Similarly, Vivenzio “tried to flee numerous times,” according to court documents, but was always persuaded to return, after being promised that the hazing was almost over. When contacted for comment, counsel for the National Fraternity of Kappa Delta Rho declined, citing the active litigation.
This isn’t the first case claiming hazing has led to serious consequences. In 2009, a 21-year-old member of Sigma Alpha Mu fraternity at Tulane University in New Orleans filed a federal lawsuit, saying hazing compelled him to take “unwise actions.” The student had recently pleaded guilty to involuntary manslaughter, after a drinking-and-driving incident in which he struck and killed a pedestrian, leading to a five-year prison sentence.
Even so, one of the largest-ever studies of hazing suggests that emotional trauma is not, in fact, the norm. In a 2008 survey of more than 11,000 students at 53 college campuses, more than half of those involved in clubs, teams, and other campus organizations had experienced hazing; the practice was especially prevalent among the Greek community, with 73 percent of fraternity or sorority members citing incidences of hazing, often involving alcohol and sleep deprivation.

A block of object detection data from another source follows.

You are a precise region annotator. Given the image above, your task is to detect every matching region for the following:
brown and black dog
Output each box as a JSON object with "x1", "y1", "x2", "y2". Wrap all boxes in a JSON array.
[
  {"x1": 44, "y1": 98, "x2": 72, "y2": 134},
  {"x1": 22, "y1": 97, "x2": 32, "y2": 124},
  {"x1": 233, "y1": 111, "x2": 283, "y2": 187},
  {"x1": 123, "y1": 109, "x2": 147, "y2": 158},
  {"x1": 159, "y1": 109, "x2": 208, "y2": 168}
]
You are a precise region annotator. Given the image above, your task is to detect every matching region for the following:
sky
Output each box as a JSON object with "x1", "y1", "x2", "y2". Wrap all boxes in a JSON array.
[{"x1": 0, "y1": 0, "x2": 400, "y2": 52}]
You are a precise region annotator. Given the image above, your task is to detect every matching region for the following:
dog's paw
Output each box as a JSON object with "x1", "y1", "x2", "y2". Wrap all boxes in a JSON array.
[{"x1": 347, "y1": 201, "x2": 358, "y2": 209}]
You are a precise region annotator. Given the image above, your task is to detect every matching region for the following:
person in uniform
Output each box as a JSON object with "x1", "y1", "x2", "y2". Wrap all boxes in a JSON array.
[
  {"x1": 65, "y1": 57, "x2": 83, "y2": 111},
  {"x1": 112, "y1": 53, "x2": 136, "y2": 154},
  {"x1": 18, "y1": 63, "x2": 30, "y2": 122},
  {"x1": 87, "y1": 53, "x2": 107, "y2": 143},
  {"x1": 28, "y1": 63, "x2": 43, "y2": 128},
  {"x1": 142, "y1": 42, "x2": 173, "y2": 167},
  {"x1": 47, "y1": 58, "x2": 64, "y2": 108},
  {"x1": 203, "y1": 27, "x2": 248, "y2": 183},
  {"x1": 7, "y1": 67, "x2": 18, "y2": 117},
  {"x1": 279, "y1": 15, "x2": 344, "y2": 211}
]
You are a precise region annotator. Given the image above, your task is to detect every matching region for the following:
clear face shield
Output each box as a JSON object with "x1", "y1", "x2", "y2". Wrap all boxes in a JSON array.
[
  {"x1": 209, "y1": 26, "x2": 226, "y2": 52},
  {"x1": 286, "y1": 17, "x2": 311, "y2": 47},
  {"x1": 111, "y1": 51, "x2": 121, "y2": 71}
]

Interestingly, the students primarily reported positive outcomes, with nearly a third saying the rituals helped them feel a part of the group. According to Aldo Cimino, a researcher at UC Santa Barbara who has extensively studied hazing, a sense of bonding after hazing is common, at least anecdotally — and this may explain why so many people, especially men, are willing to endure such harsh treatment. “They want what’s at the other end of that dark tunnel: membership in a socially valued coalition,” he says. “You are accepted into an alliance of people that can help you advance your own interests, and that is to your ultimate betterment.”
Hazing may also serve a social purpose for its perpetrators, which may be the reason it has persisted for hundreds of years. (As early as the 1600s, hazing, then called “pennalism,” was used to groom underclassmen before they graduated from university.) “Hazing could effectively select out prospective members that are less committed to the group,” while establishing a power hierarchy for new members to follow, Cimino says. “Hazing can serve a social function and be wrong.”